4.3.  Path Characterization

   The path characterization function [RFC4377] is the ability to reveal
   details of LSR forwarding operations for P2MP LSPs.  These details
   can then be compared later during subsequent testing relevant to OAM
   functionality.  Therefore, LSRs supporting P2MP LSPs MUST provide
   mechanisms that allow operators to interrogate and characterize P2MP
   paths.

RFC4687 - Page 7

   Since P2MP paths are more complex than the paths of point-to-point
   LSPs, the scaling concerns expressed in section 4 apply.

   Note that path characterization SHOULD lead to the operator being
   able to determine the full tree for a P2MP LSP.  That is, it is not
   sufficient to know the list of LSRs in the tree, but it is important
   to know their relative order and where the LSP branches.

   Since, in some cases, the control plane state and data paths may
   branch at different points from the control plane and data plane
   topologies (for example, Figure 1), it is not sufficient to present
   the order of LSRs, but it is important that the branching points on
   that tree are clearly identified.

                                       E
                                      /
                         A---B---C===D
                                      \
                                       F

      Figure 1.  An example P2MP tree where the data path and control
      plane state branch at C, but the topology branches at D.

   A diagnostic tool that meets the path characterization requirements
   SHOULD collect information that is easy to process to determine the
   P2MP tree for a P2MP LSP, rather than provide information that must
   be post-processed with some complexity.

4.4.  Service Level Agreement Measurement

   Mechanisms are required to measure the diverse aspects of Service
   Level Agreements for services that utilize P2MP LSPs.  The aspects
   are listed in [RFC4377].

   Service Level Agreements are often measured in terms of the quality
   and rate of data delivery.  In the context of P2MP MPLS, data is
   delivered to multiple egress nodes.  The mechanisms MUST, therefore,
   be capable of measuring the aspects of Service Level Agreements as
   they apply to each of the egress points to a P2MP LSP.  At the same
   time, in order to diagnose issues with meeting Service Level
   Agreements, mechanisms SHOULD be provided to measure the aspects of
   the agreements at key points within the network such as at branch
   nodes on the P2MP tree.

RFC4687 - Page 8

4.5.  Frequency of OAM Execution

   As stipulated in [RFC4377], the operator MUST have the flexibility to
   configure OAM parameters to meet their specific operational
   requirements.  This requirement is potentially more important in P2MP
   deployments where the effects of the execution of OAM functions can
   be potentially much greater than in a non-P2MP configuration.  For
   example, a mechanism that causes each egress of a P2MP LSP to respond
   could result in a large burst of responses to a single OAM request.

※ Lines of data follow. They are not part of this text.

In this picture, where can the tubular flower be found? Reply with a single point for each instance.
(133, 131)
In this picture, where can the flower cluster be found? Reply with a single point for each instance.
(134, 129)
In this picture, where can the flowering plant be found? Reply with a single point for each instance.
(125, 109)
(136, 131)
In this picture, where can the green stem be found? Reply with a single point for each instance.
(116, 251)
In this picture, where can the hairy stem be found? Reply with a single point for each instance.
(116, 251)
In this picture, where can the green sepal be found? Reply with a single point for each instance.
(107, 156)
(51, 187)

   Therefore, solutions produced SHOULD NOT impose any fixed limitations
   on the frequency of the execution of any OAM functions.

4.6.  Alarm Suppression, Aggregation, and Layer Coordination

   As described in [RFC4377], network elements MUST provide alarm
   suppression and aggregation mechanisms to prevent the generation of
   superfluous alarms within or across network layers.  The same time
   constraint issues identified in [RFC4377] also apply to P2MP LSPs.

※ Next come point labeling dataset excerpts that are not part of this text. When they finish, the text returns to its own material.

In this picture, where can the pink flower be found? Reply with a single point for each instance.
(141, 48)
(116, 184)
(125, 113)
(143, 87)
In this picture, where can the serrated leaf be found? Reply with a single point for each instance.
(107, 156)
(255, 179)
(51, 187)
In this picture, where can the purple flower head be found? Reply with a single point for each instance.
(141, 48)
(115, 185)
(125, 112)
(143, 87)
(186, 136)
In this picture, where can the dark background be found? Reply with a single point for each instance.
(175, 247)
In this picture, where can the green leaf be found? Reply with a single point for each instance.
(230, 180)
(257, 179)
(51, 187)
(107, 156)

   A P2MP LSP also brings the possibility of a single fault causing a
   larger number of alarms than for a point-to-point LSP.  This can
   happen because there are a larger number of downstream LSRs (for
   example, a larger number of egresses).  The resultant multiplier in
   the number of alarms could cause swamping of the alarm management
   systems to which the alarms are reported, and serves as a multiplier
   to the number of potentially duplicate alarms raised by the network.

   Alarm aggregation or limitation techniques MUST be applied within any
   solution, or be available within an implementation, so that this
   scaling issue can be reduced.  Note that this requirement introduces
   a second dimension to the concept of alarm aggregation.  Where
   previously it applied to the correlation and suppression of alarms
   generated by different network layers, it now also applies to similar
   techniques applied to alarms generated by multiple downstream LSRs.

4.7.  Support for OAM Interworking for Fault Notification

   [RFC4377] specifies that an LSR supporting the interworking of one or
   more networking technologies over MPLS MUST be able to translate an
   MPLS defect into the native technology's error condition.  This also
   applies to any LSR supporting P2MP LSPs.  However, careful attention
   to the requirements for alarm suppression stipulated therein and in
   section 4.6 SHOULD be observed.

   Note that the time constraints for fault notification and alarm
   propagation affect the solutions that might be applied to the
   scalability problem inherent in certain OAM techniques applied to

RFC4687 - Page 9

   P2MP LSPs.  For example, a solution to the issue of a large number of
   egresses all responding to some form of probe request at the same
   time might be to make the probes less frequent -- but this might
   affect the ability to detect and/or report faults.

   Where fault notification to the egress is required, there is the
   possibility that a single fault will give rise to multiple
   notifications, one to each egress node of the P2MP that is downstream
   of the fault.  Any mechanisms MUST manage this scaling issue while
   still continuing to deliver fault notifications in a timely manner.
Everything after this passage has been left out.